Recent incidents also speak to a greater issue about the scope of the Honor Code, and how Haverfordians engage with an outside world not bound by the Code. The Gummere party attack was particularly notable in that both parties involved were not students of the College. But that didn’t stop the incident from happening on Haverford’s campus, and it certainly won’t prevent such problems from occurring in the future.
But those incidents can be mitigated with a sensible policy that preserves the Open Campus while relying on common sense. It was common sense that directed Haverford students to expel uninvited guests at recent parties, averting potential conflicts that could have been far worse. It’s common sense that says we should encourage all parties and events to require a quick flash of the OneCard to enter. Common sense says that the simple measure of requiring identification makes it extremely difficult for would-be party crashers to enter.
But contrary to what some institutions believe, the restrictions we need to impose stop and end there. Two weekends ago, a number of Haverford students trekked to Bryn Mawr for one of its most famous (or infamous) parties, “Pem East vs. West.” However, students accustomed to the laissez-faire attitude of most Haverford social events were in for a rude awakening. Upon stepping off the Blue Bus, they were greeted with a concentration of security and bouncer personnel, along with members of the Lower Merion Police Department and EMS stationed on site. The Pembroke arch was filled with a mob of students, all being prevented from entering either building out of concern for capacity restraints. Bryn Mawr decided that it would count the number of students that had entered each building and limit entrance, although Haverford students widely reported that there was ample space for many more. Outside, a frenzy of students faced off against a coalition of Bryn Mawr student bouncers and security officers for over an hour. At one point, in response to alleged “pushing” from the crowd, the Bryn Mawr student bouncers decided to not let anyone but Pembroke residents in for half an hour.
But the fun didn’t stop there. Once inside, several student reported receiving a sharpie-mark on their wrists after obtaining a drink. The marks were meant to indicate the number of drinks a partygoer had consumed, allowing bouncers and other personnel to restrict students from obtaining more. Yet Bryn Mawr did not appear to be aware that the number of the drinks a hundred-pound person can reasonably and safely consume is drastically different than the number of drinks a two hundred pound one can.

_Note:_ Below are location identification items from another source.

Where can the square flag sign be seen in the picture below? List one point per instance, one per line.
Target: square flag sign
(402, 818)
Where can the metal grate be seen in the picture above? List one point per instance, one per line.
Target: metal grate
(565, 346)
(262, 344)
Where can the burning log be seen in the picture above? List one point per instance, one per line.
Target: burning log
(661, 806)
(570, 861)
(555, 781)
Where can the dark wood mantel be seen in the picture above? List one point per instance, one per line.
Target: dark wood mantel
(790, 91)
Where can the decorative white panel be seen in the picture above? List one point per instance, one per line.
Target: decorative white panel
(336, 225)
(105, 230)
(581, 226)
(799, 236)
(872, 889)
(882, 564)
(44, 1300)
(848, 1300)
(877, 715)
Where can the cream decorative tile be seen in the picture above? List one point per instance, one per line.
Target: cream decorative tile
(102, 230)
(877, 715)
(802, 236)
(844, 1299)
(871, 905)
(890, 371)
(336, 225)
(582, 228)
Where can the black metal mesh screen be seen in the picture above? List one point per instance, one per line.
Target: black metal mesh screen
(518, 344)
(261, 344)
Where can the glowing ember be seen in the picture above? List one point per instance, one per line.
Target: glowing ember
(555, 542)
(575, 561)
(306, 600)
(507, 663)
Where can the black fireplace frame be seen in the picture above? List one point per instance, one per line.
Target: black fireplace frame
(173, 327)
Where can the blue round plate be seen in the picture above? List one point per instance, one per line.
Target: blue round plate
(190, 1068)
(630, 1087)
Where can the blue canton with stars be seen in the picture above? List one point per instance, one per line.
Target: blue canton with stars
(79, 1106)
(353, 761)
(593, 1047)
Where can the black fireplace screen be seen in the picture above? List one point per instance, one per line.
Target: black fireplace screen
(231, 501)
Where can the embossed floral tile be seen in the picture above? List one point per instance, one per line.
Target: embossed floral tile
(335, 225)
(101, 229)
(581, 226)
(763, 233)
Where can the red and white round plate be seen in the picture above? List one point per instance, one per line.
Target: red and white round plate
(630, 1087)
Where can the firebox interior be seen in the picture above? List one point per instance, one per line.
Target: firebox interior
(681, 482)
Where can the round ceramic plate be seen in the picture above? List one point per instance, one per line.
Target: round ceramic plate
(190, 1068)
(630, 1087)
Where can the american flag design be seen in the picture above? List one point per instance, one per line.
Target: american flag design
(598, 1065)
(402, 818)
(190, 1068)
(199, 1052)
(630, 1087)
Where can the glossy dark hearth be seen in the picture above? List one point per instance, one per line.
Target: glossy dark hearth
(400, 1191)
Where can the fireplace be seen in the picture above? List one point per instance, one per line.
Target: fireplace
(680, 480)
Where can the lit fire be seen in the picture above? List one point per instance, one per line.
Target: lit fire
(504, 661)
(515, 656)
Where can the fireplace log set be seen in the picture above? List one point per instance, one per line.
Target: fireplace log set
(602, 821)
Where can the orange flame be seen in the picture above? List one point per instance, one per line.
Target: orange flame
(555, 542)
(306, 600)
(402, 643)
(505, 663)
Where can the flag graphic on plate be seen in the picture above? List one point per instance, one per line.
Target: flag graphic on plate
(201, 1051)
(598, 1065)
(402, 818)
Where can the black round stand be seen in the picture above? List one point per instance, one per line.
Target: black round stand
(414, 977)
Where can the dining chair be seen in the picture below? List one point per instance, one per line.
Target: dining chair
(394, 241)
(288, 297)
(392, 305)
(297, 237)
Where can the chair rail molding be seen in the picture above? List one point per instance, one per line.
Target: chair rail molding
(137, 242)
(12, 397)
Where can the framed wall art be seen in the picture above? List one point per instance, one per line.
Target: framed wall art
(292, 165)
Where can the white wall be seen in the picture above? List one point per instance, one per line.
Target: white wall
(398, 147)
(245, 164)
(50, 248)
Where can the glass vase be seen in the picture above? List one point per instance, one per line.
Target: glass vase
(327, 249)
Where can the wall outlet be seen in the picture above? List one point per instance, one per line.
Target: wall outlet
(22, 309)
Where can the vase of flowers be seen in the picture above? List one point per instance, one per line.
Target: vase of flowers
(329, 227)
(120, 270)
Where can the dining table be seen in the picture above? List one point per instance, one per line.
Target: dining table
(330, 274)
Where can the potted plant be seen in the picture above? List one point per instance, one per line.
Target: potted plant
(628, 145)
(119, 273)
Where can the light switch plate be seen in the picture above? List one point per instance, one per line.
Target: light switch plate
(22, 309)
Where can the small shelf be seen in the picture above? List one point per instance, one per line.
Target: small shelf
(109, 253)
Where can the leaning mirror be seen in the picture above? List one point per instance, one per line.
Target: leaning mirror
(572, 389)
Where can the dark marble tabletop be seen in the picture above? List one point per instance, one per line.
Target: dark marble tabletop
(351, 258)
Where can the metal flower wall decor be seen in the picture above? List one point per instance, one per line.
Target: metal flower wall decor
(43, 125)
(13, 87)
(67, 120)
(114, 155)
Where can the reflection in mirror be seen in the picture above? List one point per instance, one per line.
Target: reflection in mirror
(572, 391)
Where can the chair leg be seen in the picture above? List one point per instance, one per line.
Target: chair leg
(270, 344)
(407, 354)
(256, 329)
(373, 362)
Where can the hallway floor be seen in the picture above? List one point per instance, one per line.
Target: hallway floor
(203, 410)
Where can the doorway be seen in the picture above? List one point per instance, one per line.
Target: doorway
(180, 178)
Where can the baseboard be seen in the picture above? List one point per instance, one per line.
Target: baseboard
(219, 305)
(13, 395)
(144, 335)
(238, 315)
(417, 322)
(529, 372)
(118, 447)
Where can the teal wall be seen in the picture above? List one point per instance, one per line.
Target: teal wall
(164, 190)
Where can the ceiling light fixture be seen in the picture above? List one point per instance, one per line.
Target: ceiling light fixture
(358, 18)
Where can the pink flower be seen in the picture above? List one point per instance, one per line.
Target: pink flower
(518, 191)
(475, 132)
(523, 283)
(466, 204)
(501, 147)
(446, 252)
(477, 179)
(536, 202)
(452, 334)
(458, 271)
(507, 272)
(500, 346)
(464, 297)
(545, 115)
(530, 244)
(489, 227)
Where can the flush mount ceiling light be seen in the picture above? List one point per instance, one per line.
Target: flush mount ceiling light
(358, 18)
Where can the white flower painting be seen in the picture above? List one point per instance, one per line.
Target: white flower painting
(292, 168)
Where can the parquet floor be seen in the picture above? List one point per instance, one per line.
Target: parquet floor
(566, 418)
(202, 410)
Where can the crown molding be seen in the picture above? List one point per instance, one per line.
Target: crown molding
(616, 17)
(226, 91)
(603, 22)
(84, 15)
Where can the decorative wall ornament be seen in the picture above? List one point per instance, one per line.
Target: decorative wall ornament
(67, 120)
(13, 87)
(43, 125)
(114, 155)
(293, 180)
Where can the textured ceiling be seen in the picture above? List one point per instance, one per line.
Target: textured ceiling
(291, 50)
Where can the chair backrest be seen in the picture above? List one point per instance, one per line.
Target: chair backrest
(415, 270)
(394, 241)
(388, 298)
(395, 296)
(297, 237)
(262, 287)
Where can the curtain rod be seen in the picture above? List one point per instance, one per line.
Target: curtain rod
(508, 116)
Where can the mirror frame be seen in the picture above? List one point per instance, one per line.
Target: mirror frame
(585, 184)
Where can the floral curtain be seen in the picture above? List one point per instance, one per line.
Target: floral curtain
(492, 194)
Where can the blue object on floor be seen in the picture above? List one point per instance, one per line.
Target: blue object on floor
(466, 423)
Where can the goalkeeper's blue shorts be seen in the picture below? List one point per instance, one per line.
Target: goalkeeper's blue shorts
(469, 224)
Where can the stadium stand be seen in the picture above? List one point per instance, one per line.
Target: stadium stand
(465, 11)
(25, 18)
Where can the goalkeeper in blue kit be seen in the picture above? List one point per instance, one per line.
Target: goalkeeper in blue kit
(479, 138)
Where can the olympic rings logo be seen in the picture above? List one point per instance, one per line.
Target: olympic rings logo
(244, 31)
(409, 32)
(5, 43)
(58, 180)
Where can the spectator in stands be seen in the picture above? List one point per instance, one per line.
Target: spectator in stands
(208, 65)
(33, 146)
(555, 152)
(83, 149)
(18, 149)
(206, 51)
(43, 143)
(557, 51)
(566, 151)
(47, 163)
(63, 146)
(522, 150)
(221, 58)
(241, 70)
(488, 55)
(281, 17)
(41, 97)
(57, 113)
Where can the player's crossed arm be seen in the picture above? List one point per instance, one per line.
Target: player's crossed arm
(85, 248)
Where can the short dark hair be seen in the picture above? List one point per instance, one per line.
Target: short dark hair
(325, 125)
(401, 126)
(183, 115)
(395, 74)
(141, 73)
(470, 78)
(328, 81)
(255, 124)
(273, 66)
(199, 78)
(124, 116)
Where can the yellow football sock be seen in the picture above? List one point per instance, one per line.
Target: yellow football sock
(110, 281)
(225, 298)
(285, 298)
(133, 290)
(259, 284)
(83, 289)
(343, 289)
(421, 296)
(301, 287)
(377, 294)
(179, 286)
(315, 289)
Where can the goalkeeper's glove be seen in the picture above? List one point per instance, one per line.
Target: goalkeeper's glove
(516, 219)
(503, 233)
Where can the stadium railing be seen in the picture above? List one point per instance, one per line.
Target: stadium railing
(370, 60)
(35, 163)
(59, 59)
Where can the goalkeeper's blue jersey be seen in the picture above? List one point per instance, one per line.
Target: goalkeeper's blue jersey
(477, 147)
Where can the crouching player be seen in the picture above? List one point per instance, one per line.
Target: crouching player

Ironically enough, these rather absurd policies proved to be abject failures by the end of the night. Numerous students were observed to be under the effects of alcohol poisoning, with some requiring hospitalization. And the “no entrance” policy enacted by Student Bouncers resulted in a disorderly mob of students spilled throughout the Pembroke arch, requiring additional Campus Security personnel to be brought in for support. The concept of self-government that Haverford values so dearly was all but abolished, with various college employees being brought in to enforce restrictions. All in all, a large number of Haverford students weren’t even able to enter the party, sullenly boarding Blue Buses back to campus after noting the large line. And the ones that managed to get past the force of bouncers and security personnel widely reported negative experiences in a drastically different party environment than Haverford’s.
The intention of this anecdote isn’t to disparage Bryn Mawr, but to identify an example of what not to do. Out of over-concern for safety, students and administrators at Bryn Mawr ruined what may well have been both a fun, safe, and memorable event for all attendees. But the repercussions for implementing such party regulations are far more broad. The Honor Code and accompanying Alcohol Policy all trust students to be responsible for themselves and others. It is for this reason that Haverford has an excellent track record when it comes to alcohol and party safety, notwithstanding the past few weekends. Students police themselves and their friends at a party, and are widely successful in avoiding dangerous situations that require hospitalization.
Implementing draconian restrictions on party entrance and alcohol consumption completely flies in the face of everything Haverford students stand for. The elimination of the Open Campus is not just the elimination of convenience, but an unmistakable declaration that we do not trust ourselves or our classmates to handle themselves. The Open Campus, in a way, is the incubator that the Honor Code requires in order to flourish. It is the absence of restrictions that form the foundation of the Code; students are free to make poor decisions, but they overwhelmingly choose not to out of respect for the community and the Code. That doesn’t mean there won’t be anomalies or incidents, and it certainly doesn’t mean that the concept of the Open Campus is foolproof. But the mutual dependence of the Open Campus and Honor Code does mean we ought to be wary of enacting modifications that worsen the situation and weaken Haverfordian ideals.